报告题目:A locally and cubically convergent algorithm for computing Z-eigenpairs of symmetric tensors
报告时间:2024年4月26日(周五)10:30-11:30 数学学院425会议室
报告人:郑兵 教授 (兰州大学)
邀请人:雷渊
报告摘要:In this talk we are concerned with computing Z-eigenpairs of symmetric tensors. We first show that computing Z-eigenpairs of a symmetric tensor is equivalent to solving the nonzero solutions of a nonlinear system of equations, and then propose a modified normalized Newton method (MNNM) for it.

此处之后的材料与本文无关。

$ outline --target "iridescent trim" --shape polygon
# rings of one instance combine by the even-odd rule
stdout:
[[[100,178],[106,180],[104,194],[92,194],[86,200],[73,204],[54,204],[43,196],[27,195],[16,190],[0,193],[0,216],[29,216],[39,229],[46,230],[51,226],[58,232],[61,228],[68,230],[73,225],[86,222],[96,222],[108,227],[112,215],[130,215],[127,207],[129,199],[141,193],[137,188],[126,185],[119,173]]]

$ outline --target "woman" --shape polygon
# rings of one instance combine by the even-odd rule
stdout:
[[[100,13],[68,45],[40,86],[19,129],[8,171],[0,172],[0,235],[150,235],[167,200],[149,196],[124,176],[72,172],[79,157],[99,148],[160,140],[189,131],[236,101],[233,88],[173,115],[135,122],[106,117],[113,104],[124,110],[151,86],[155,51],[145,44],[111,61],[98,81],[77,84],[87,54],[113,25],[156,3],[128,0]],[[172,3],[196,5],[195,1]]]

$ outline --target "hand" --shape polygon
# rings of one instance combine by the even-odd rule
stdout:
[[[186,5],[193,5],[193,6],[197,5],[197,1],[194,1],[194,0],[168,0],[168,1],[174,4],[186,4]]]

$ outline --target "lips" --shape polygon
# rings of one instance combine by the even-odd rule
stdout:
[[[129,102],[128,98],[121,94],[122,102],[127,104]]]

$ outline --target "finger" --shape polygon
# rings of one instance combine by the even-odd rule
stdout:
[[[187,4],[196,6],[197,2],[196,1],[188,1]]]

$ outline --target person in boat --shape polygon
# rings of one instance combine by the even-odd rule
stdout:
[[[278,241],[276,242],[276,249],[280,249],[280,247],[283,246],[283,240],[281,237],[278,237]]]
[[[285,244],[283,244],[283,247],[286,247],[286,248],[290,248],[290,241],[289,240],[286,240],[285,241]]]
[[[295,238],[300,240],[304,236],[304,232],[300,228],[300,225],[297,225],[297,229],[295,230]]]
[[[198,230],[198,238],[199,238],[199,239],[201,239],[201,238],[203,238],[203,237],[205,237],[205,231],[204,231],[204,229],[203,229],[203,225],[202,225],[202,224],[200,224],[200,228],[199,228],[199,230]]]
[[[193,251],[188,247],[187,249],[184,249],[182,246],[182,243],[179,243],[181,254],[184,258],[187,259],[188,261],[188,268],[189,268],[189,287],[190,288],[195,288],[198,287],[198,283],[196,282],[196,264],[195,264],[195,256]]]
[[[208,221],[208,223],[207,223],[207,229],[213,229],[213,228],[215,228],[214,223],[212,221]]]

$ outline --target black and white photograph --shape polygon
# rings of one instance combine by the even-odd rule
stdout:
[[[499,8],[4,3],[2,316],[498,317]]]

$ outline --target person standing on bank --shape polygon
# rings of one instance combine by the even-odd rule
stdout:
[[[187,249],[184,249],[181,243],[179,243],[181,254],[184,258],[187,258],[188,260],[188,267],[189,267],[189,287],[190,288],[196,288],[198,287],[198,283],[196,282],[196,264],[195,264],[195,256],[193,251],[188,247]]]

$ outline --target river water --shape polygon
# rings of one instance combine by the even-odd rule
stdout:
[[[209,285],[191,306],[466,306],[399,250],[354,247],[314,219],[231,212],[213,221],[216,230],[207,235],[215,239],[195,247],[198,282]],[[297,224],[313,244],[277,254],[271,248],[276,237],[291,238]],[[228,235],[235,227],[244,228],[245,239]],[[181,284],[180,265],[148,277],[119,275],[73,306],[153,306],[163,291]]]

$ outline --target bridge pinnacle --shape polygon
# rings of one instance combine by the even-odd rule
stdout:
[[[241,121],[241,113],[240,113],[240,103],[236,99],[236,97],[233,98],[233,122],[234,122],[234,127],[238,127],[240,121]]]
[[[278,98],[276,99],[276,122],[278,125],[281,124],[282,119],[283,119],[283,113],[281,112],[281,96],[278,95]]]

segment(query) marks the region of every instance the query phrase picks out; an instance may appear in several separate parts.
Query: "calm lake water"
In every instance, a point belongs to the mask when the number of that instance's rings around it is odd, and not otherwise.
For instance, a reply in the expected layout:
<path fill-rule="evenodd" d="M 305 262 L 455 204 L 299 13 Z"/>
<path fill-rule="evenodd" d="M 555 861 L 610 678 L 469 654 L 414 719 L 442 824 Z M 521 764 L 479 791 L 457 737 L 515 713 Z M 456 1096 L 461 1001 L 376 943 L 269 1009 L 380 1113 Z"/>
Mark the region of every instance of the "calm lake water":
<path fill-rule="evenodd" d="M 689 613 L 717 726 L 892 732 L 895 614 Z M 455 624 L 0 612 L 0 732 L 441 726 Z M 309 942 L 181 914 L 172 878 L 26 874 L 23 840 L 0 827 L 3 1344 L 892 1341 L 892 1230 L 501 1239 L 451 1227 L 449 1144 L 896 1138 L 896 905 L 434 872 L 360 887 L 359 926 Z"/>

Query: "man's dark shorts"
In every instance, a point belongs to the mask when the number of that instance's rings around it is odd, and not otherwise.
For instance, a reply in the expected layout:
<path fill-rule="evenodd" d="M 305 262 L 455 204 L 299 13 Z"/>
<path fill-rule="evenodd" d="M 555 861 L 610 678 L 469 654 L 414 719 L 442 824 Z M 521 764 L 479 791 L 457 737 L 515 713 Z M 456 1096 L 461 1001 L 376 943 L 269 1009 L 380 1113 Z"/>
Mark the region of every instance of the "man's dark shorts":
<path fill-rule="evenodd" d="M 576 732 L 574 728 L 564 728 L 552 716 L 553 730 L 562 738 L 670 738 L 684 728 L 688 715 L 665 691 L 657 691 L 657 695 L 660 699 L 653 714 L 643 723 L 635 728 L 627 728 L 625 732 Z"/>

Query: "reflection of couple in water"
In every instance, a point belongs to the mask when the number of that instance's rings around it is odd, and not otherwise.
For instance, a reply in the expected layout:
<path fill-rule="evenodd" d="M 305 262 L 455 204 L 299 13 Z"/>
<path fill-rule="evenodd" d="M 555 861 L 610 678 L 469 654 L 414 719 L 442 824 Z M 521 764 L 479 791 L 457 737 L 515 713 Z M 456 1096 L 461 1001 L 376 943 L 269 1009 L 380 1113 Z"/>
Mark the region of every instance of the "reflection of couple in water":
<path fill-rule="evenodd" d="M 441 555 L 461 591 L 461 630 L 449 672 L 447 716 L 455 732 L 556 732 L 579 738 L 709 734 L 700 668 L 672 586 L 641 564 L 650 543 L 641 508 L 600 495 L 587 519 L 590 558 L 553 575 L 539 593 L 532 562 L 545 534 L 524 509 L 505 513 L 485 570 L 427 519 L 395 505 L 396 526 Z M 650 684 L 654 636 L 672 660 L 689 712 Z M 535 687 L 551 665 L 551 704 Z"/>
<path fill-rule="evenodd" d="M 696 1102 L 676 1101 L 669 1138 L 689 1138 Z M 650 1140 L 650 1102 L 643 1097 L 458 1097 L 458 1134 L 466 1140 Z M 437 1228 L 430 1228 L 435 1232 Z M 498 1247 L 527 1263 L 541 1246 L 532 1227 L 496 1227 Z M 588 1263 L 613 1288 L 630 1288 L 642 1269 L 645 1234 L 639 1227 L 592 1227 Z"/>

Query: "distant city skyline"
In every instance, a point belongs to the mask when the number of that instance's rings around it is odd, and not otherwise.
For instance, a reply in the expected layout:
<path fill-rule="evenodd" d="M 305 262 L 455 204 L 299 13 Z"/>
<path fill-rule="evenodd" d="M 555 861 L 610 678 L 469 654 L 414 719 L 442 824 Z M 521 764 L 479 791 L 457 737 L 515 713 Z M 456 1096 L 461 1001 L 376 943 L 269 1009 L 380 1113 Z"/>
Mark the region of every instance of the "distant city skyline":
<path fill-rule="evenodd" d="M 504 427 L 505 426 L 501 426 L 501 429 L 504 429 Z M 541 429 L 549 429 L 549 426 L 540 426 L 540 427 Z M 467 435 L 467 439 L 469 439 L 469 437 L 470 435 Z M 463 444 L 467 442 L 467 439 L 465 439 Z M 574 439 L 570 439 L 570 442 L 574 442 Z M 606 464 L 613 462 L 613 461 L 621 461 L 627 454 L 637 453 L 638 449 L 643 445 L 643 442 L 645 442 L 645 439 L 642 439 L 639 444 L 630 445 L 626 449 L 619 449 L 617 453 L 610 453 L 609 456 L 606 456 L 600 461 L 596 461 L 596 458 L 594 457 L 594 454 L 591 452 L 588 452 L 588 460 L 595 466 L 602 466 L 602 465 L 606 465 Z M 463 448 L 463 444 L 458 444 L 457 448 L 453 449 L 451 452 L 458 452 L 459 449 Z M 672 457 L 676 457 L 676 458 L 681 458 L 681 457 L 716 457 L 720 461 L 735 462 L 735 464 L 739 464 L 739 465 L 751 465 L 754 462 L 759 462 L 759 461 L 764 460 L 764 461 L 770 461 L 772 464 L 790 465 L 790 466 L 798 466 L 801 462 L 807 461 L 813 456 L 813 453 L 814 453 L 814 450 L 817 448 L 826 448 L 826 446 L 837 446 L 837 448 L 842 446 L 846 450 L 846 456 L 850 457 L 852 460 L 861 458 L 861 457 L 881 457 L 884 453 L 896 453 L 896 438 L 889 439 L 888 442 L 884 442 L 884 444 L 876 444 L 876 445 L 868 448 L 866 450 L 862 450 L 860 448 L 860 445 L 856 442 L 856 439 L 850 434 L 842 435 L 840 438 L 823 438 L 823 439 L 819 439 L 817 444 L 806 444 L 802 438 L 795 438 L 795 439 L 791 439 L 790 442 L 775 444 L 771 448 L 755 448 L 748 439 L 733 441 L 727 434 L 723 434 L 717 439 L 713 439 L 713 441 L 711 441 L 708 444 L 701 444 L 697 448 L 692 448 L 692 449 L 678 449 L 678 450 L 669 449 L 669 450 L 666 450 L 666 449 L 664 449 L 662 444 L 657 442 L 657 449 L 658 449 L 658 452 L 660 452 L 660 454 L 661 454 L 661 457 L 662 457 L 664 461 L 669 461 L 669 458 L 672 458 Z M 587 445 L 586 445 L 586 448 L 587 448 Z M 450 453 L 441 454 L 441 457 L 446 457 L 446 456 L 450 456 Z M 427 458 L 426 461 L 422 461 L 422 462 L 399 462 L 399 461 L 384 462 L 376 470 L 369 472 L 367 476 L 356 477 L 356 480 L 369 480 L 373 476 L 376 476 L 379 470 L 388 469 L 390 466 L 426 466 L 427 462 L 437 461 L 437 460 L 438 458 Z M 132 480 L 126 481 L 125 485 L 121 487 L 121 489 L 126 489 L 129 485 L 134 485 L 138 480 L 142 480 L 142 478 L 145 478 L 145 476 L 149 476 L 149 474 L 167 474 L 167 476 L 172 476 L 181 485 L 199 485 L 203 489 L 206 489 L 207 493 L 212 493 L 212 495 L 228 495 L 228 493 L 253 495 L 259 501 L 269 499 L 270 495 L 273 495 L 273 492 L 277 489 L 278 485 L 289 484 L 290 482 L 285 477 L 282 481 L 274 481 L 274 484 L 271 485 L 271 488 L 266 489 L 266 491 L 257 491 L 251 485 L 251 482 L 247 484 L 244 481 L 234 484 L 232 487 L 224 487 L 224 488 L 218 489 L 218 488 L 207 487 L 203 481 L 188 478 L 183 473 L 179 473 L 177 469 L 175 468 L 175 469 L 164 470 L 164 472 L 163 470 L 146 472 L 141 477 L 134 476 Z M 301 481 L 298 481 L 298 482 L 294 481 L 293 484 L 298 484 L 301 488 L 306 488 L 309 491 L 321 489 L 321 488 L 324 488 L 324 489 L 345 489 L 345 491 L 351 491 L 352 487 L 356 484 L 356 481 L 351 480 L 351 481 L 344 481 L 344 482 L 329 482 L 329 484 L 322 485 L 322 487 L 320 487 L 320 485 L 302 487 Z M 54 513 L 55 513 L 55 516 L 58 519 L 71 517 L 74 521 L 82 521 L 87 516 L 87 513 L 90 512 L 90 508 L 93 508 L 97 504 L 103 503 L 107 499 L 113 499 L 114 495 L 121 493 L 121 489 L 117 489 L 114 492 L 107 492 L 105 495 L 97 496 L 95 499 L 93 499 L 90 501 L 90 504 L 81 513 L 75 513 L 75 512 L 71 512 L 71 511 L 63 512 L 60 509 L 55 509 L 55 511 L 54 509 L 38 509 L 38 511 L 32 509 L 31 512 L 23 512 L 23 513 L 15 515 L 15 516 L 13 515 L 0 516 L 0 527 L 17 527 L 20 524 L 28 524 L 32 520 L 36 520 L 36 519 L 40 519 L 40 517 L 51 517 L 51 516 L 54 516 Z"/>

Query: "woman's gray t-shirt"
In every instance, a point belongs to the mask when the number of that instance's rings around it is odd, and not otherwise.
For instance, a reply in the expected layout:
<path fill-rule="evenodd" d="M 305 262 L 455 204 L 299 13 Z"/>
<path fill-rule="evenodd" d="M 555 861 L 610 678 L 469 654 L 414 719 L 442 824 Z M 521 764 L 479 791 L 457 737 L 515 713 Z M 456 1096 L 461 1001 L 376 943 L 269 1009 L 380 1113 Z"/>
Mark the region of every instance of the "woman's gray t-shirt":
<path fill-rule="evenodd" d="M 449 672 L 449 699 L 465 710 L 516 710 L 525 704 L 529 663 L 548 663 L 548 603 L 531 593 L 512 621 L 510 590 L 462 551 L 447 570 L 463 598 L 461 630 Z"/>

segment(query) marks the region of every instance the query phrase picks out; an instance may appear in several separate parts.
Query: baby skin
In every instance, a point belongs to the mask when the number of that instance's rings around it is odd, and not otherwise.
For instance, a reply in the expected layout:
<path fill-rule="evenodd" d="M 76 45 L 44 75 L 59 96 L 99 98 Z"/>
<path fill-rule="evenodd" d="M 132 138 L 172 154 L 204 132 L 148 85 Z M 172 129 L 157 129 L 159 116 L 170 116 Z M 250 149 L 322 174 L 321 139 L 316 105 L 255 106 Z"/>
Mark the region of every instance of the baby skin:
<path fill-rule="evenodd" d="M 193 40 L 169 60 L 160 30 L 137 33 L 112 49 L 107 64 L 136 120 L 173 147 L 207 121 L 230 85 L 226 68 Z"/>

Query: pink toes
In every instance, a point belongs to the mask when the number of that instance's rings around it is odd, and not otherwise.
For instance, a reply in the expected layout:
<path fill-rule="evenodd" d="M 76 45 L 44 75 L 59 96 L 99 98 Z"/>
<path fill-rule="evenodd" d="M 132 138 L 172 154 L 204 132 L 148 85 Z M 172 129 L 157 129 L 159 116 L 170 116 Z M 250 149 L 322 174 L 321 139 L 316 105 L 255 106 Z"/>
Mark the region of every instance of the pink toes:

Our proposed MNNM method is proved to be locally and cubically convergent under some suitable conditions, which greatly improves the Newton correction (NCM) method and the O-NCM method provided by Jaffe, Weiss and Nadler (SIAM J. Matrix Anal. Appl., 39:1071-1094, 2018) (the NCM and O-NCM methods only enjoy a quadratic rate of convergence). As an application, the unitary symmetric eigenpairs (US-eigenpairs) of a complex valued symmetric tensor arising from the computation of quantum entanglement in quantum physics are calculated by the MNNM method. Some numerical experiments are performed to illustrate the efficiency and effectiveness of our proposed method.
报告人简介:郑兵,兰州大学数学与统计学院教授、博士生导师。长期从事数值代数、神经网络算法的研究工作,负责承担国家自然科学基金面上项目、教育部外国专家重点项目、甘肃省自然科学基金项目等10余项。 多次应邀赴美国、日本、西班牙、俄罗斯、印度以及香港、澳门等国家和地区参加学术会议并做学术报告,并先后在印度统计研究所新德里中心和美国Emory大学数学与计算机科学系做访问学者。迄今已在《SIAM J. Matrix Anal. Appl》、 《J. Math. Anal. Appl.》、《J. Optim. Theory Appl.》、 《Inverse Problems》、《 Linear Algebra Appl.》、《J. Multivariate Anal.》、《Adv. Comput. Math.》、 《Numer. Linear Algebra Appl.》、 《IEEE Trans. Neural Netw. Learn. Syst.》以及《Automatica》等国内外重要刊物上发表论文百余篇。2005年荣获甘肃省第十二届高校青年教师成才奖。